DFB lalu menyusun ulang pemahaman mereka terhadap sepak bola dan mengeluarkan kampanye bahwa sepak bola adalah masa depan. Oleh karena itu, keberlanjutan merupakan inti dari pengembangan sepak bola Jerman.

Sekretaris Jenderal DFB periode 2012-2016 Helmut Sandrock, dalam laporan DFB berjudul "Football is The Future, Sustainability Report of the Deutscher Fußball Bund", menambahkan bahwa demi menyempurnakan sepak bola Jerman, mereka juga memberikan perhatian khusus bagi kalangan akar rumput.

"Setiap asosiasi sub-regional DFB menerima lima juta euro pertahun untuk mendukung pengembangan klub-klub amatir dan ini berarti memperkuat kontribusi terhadap pesepak bola usia dini. Masa depan keberlanjutan sepak bola akan terancam tanpa kerja sama erat antara klub profesional dan amatir," tutur Sandrock.

Pengorbanan DFB membuahkan hasil. Usai reformasi sepak bola secara besar-besaran, Jerman sukses meraih peringkat ketiga Piala Dunia 2006 dan 2010. Dan mimpi menjadi kembali juara Piala Dunia pun terwujud pada tahun 2014.

Jerman pun seperti tak berhenti menghasilkan para pemain muda berbakat. Selesai era Philipp Lahm cs., lanjut ke masa Mesut Oezil dan kawan-kawan, lalu kini, pada tahun 2018, giliran penyerang berbakat berusia 22 tahun Timo Werner dan rekan-rekanya beraksi memamerkan taji di belantara Eropa.

Melihat program yang dilakukan Jerman, rasa-rasanya saat ini akan sulit bagi PSSI untuk mengikutinya. Sebab, bukan rahasia umum kalau federasi sepak bola Indonesia itu tidak memiliki anggaran dana sebesar DFB untuk melakukan pengembangan sepak bola secara besar-besaran.

"Terlalu berat bagi PSSI untuk mengelola sendiri semuanya. Kami membutuhkan bantuan dari semua pihak mulai dari pemerintah, swasta hingga masyarakat untuk menata sepak bola kita dari akar rumput. Setiap hari asosiasi provinsi, asosiasi kabupaten, asosiasi kota, berjuang keras menggerakan kompetisi seperti Piala Soeratin.

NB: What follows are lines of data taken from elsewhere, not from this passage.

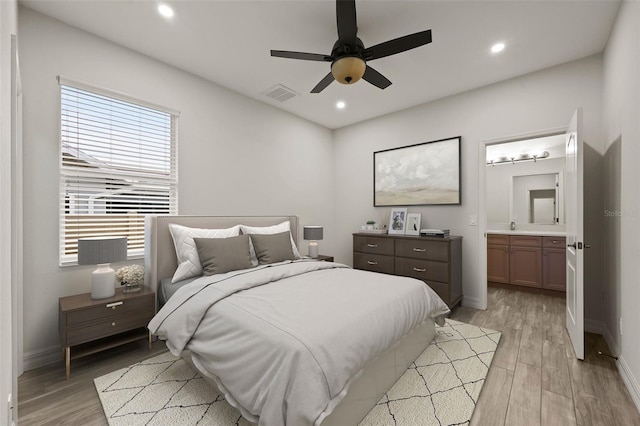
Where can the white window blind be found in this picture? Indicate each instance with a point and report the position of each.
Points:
(117, 164)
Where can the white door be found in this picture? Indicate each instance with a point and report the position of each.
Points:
(575, 254)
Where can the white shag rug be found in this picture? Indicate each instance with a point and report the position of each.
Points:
(440, 388)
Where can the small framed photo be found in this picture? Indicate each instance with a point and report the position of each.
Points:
(413, 223)
(398, 221)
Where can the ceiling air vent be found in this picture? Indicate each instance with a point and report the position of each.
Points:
(280, 93)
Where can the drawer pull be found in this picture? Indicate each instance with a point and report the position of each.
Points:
(114, 305)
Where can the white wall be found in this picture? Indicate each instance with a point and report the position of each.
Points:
(536, 102)
(8, 384)
(499, 180)
(236, 156)
(621, 109)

Kita semua tahu, tidak akan pernah ada sepak bola papan atas tanpa akar rumput yang baik," kata Sekretaris Jenderal PSSI Ratu Tisha Destria.

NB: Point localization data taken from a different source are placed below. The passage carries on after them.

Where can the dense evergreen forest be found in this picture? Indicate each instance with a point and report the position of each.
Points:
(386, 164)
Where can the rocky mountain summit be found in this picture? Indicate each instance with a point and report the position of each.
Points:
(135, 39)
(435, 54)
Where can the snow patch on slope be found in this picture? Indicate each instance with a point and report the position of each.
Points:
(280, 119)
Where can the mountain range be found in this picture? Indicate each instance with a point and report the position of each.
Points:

Mendengar itu, wajar muncul rasa pesimistis terhadap perkembangan sepak bola Indonesia. Akan tetapi, tidak ada yang tidak mungkin. Olimpiade 2024 dan Piala Dunia 2030 bukanlah angan-angan kosong yang dinanti tanpa harapan.

Selama hasrat dan gairah untuk bekerja keras tanpa pamrih masih ada, pintu kesuksesan selalu terbuka.